This is my fifth post in a series about creating Sitecore .NET extension methods on a Sitecore item. I love extension methods and have been using them to wrap common operations on Sitecore items since they were introduced in .NET 3. The series of posts will also contain an architectural description on how to implement and maintain your extension methods so these are re-usable in all of your Sitecore solution s.

This is probably one of the most common Sitecore extension methods ever made.

During my work I’ve made a number of health checks on other Sitecore partner solutions and this method has in some form shown up in almost all of them. In most cases they have been splattered with some domain specific logic and mile long code statements but the primary purpose always remain the same.That is to check if an item is created from a template which either is or derives from the provided template.

At Pentia the method is always called “IsDerived” and kept well out of reach of anything domain specific in a separate module. More about extension method architecture in a soon-to-come post.

The name of the method could also be IsBasedOnTemplate(ID templateId) or maybe even just Is(ID templateId).

The method is so common that it is almost weird it is not already a standard method on an item. This is why it deserves a blog post even though most Sitecore developers knows the concept by heart.

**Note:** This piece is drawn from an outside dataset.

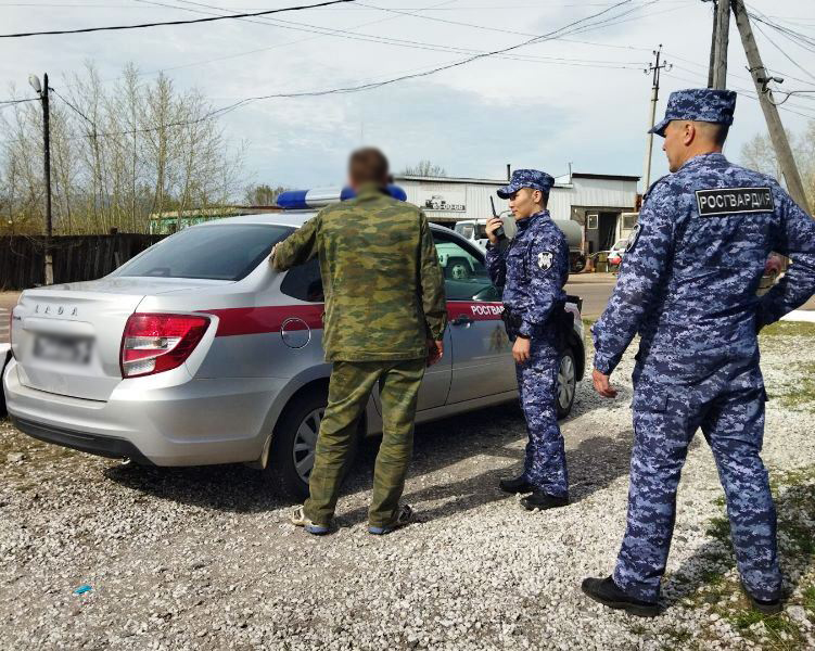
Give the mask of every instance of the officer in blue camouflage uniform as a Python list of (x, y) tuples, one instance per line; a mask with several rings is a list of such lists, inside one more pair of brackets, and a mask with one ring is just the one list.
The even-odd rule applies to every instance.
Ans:
[[(744, 591), (763, 613), (781, 609), (776, 512), (760, 457), (766, 393), (757, 331), (815, 291), (815, 221), (765, 175), (722, 154), (736, 93), (672, 93), (653, 132), (673, 174), (645, 197), (614, 294), (594, 328), (595, 388), (640, 334), (634, 380), (628, 520), (616, 569), (587, 578), (593, 599), (657, 614), (688, 445), (701, 427), (718, 468)], [(771, 252), (792, 259), (762, 297)]]
[(496, 286), (504, 288), (504, 320), (514, 340), (521, 407), (526, 417), (523, 474), (501, 480), (507, 493), (532, 493), (521, 503), (529, 510), (569, 503), (563, 437), (557, 416), (560, 354), (557, 328), (563, 318), (569, 278), (569, 244), (546, 209), (555, 179), (536, 169), (518, 169), (498, 196), (509, 200), (518, 224), (512, 243), (496, 231), (500, 218), (487, 222), (487, 268)]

Checking if an item derives from a template

First we create an extension method on the Template class which checks if a Template has the provided ID or is based on a template with the ID recursive looking through all base templates.

  public static class TemplateExtensions
  {
    public static bool IsDerived([NotNull] this Template template, [NotNull] ID templateId)
    {
      return template.ID == templateId || template.GetBaseTemplates().Any(baseTemplate => IsDerived(baseTemplate, templateId));
    }
  }

Then we create an extension method for the Item class which takes an ID as a parameter.

public static class ItemExtensions
{
  public static bool IsDerived([NotNull] this Item item, [NotNull] ID templateId)
  {
    return TemplateManager.GetTemplate(item).IsDerived(templateId);
  }
}

We can then also make a convenience extension methods to get all children deriving from etc.

public static IEnumerable<Item> GetChildrenDerivedFrom(this Item item, ID templateId)
{
  return item.GetChildren().Where(c => c.IsDerived(templateId));
}

Please note that getting all children of an item is not always a good idea, think ahead before iterating over a childcollection also more than just 5 minutes into the future.

That was it for this post, soon to come a post about where to place all of these extension methods.